Updated

A single-engine plane carrying at least nine people crashed Saturday in snowy weather shortly after taking off from a Canadian island in Lake Erie (search). The airline's president said there did not appear to be any survivors.

The pilot radioed a frantic call for help shortly after taking off about 5 p.m., but controllers then lost contact with the plane, said U.S. Coast Guard Lt. j.g. Christopher Pasciuto. An island resident heard the plane laboring just before the crash, the Ontario Provincial Police said.

A helicopter found the wreckage of the Georgian Express (search) plane at about 7:30 p.m. Saturday about a mile west of Ontario's Pelee Island, Pasciuto said. It was nose-down in the water with ice around it, airline president Paul Mulrooney said.

"It doesn't appear there have been any survivors," Mulrooney said.

Helicopters were using searchlights to look for survivors in the water, U.S. Coast Guard Chief Petty Officer Mark Freeman said.

The cutter Neah Bay was headed from the Detroit area to join the search, as was a Canadian Coast Guard ship.

"From what we understand there is a pretty extensive debris field," Sgt. John Leclerc said from the Canadian search and rescue coordination center at Canadian Forces Base Trenton.

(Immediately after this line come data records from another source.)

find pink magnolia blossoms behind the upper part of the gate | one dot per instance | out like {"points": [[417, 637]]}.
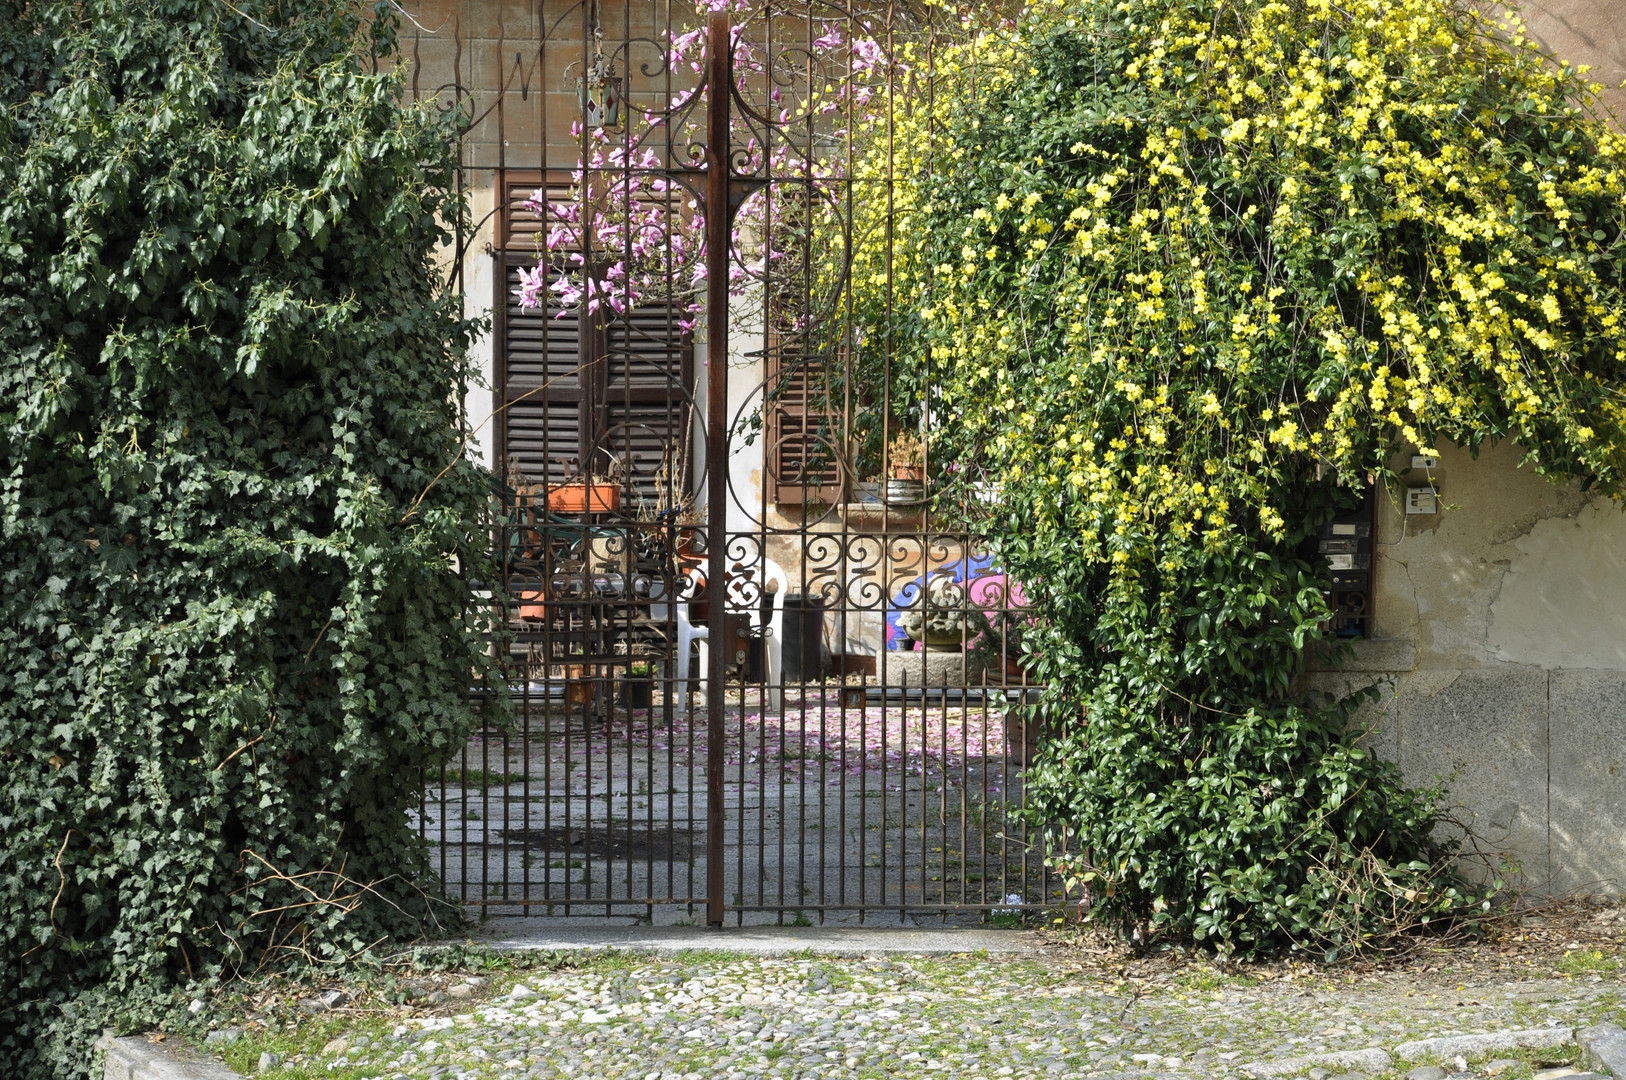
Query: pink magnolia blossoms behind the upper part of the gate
{"points": [[633, 237]]}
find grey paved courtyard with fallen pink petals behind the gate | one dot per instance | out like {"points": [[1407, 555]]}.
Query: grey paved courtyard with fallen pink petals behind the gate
{"points": [[830, 806]]}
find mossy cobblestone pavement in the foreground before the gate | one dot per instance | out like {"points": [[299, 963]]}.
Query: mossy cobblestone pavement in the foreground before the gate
{"points": [[1061, 1014]]}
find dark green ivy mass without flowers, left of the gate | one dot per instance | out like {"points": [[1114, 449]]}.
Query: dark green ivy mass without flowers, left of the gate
{"points": [[235, 622]]}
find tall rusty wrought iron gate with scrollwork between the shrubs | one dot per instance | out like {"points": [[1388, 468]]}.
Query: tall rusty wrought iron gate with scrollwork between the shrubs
{"points": [[703, 453]]}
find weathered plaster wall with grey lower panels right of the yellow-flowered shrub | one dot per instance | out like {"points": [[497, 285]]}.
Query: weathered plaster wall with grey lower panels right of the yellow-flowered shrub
{"points": [[1502, 656]]}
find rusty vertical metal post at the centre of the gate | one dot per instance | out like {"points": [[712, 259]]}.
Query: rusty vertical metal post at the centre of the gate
{"points": [[720, 84]]}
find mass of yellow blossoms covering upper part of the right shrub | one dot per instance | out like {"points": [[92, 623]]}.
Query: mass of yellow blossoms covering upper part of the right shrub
{"points": [[1233, 251]]}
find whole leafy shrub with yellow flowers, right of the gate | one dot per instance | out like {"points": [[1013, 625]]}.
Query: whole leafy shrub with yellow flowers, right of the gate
{"points": [[1185, 276]]}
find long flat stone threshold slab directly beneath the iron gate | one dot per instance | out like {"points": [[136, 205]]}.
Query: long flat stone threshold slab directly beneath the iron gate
{"points": [[547, 934]]}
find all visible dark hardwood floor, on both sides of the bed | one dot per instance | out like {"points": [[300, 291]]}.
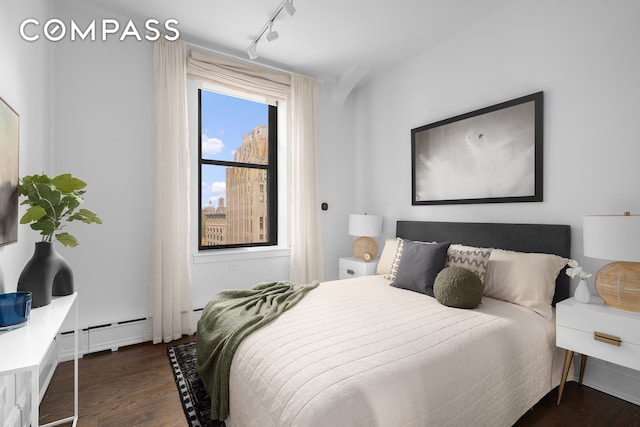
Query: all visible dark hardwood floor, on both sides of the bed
{"points": [[134, 387]]}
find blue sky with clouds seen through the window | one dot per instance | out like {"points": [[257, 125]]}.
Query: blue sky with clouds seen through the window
{"points": [[225, 120]]}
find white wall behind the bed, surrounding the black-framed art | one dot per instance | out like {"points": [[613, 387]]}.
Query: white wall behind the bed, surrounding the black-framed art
{"points": [[582, 54]]}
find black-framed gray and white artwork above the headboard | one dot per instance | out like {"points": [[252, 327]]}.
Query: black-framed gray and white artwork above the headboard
{"points": [[491, 155]]}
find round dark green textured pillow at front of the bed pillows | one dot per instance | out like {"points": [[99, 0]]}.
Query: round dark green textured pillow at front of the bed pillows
{"points": [[458, 287]]}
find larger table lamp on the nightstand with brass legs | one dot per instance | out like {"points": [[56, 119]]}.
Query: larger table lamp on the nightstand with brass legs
{"points": [[615, 237]]}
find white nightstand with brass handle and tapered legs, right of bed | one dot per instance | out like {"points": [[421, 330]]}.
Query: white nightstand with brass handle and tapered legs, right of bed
{"points": [[598, 331]]}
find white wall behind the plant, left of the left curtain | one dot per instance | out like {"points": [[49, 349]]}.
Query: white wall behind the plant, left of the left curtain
{"points": [[104, 135]]}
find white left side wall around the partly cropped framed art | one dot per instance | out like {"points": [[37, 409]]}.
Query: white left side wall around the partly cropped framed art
{"points": [[25, 84]]}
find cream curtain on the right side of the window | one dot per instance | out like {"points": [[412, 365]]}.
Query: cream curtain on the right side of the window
{"points": [[305, 222]]}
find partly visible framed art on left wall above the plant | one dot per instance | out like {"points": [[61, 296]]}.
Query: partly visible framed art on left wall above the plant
{"points": [[9, 135]]}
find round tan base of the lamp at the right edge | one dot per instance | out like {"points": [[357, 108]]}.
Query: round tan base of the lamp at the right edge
{"points": [[618, 284]]}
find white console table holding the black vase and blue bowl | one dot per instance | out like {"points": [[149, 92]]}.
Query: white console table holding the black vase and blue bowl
{"points": [[25, 348]]}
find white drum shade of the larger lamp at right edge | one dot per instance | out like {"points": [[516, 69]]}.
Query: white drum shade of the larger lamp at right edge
{"points": [[612, 237]]}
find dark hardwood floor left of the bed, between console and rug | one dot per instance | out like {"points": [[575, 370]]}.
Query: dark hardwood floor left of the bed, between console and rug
{"points": [[133, 386]]}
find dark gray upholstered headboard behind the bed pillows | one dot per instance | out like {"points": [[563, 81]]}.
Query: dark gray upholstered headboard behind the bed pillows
{"points": [[542, 238]]}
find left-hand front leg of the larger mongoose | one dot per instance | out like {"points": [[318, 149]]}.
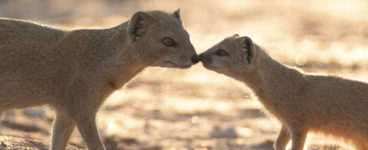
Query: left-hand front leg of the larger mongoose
{"points": [[62, 129]]}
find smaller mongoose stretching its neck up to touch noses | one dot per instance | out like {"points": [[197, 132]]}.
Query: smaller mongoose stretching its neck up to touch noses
{"points": [[302, 102]]}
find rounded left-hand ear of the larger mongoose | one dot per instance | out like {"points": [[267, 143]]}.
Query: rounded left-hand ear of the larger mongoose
{"points": [[139, 24]]}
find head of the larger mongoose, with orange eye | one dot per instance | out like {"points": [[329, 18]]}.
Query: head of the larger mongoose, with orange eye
{"points": [[159, 39]]}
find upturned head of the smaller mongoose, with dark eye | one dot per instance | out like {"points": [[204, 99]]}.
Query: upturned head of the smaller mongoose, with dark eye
{"points": [[231, 56]]}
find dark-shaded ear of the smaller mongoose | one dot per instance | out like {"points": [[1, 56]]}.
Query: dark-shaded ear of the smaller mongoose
{"points": [[247, 48]]}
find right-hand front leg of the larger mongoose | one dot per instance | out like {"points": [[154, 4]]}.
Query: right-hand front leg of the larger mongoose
{"points": [[87, 127]]}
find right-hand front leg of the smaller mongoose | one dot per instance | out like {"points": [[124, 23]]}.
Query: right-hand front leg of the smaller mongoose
{"points": [[298, 138]]}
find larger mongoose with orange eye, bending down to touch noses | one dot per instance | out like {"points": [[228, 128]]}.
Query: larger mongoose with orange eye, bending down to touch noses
{"points": [[73, 71]]}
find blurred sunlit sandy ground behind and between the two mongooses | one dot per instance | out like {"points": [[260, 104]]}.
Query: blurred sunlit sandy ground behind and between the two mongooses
{"points": [[196, 109]]}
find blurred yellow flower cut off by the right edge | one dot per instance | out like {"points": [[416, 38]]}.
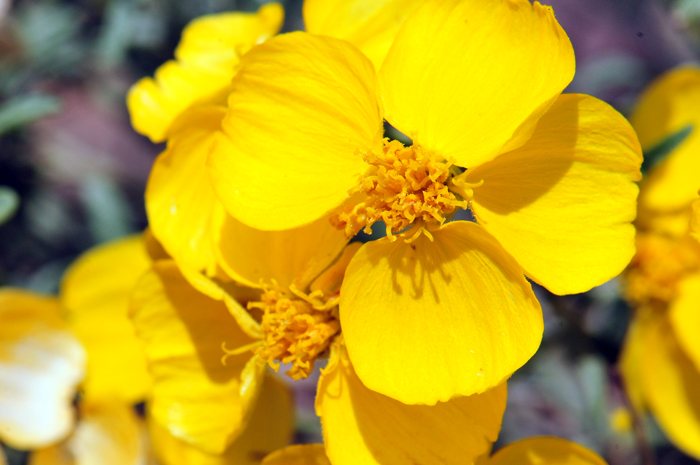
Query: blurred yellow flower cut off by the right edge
{"points": [[661, 356]]}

Two rescue helicopters dispatched from the base could not reach the site because of heavy snow.

The plane, a Cessna 208 Caravan (search), was bound for Windsor, Ontario, across the border from Detroit, and crashed about 20 miles north of Sandusky, Ohio.

Mulrooney said 10 people -- nine passengers and a pilot -- may have been on board, but it was unclear whether one passenger made the flight. Ontario Provincial Police said nine people were on board.

Mulrooney brushed aside suggestions that weather may have played a role in the crash.

"It's very capable of flying in this weather," he said, adding that the plane logs 8,000 to 9,000 hours in all kinds of weather. "The weather was poor down there, but from what we know, it is flyable type of weather."

Mulrooney did not identify the pilot, but said he was experienced with the Cessna Caravan and had worked for Georgian Express for more than a year.

The pilot was from Toronto and the passengers were all from southwestern Ontario -- four from Chatham, two from Windsor and two from Kingsville, the provincial police said in a written statement. All were men.

The statement said police in Windsor and Chatham were locating relatives to notify them.

A team of investigators from Ottawa was to be sent to the crash site Sunday morning, said John Cottreau, a spokesman for the Transport Safety Board of Canada.

Mulrooney said his Mississauga, Ontario-based company has flights between the island and Windsor up to three times daily.

"It's only used in the winter months when the island is icebound and they can't use the ferry to get back and forth," he said.

The region has been locked in bitterly cold weather, with temperatures in the 20s Saturday in northern Ohio. The water temperature in Lake Erie, where waves were running 3 feet to 5 feet, was about 33 degrees.

Bob Wernecke, a pilot who flies between Ohio's resort islands just south of Pelee Island, said he made six flights during the day before deciding about 5 p.m. that the low cloud cover and freezing rain had made conditions unsafe.

"It's nasty," he said by phone from Put-In-Bay, Ohio. "It's freezing drizzle, kind of bad."

Located in the western Lake Erie basin between Cleveland and Detroit, Pelee Island and Ohio's Lake Erie islands are popular summertime destinations but lightly populated in the offseason.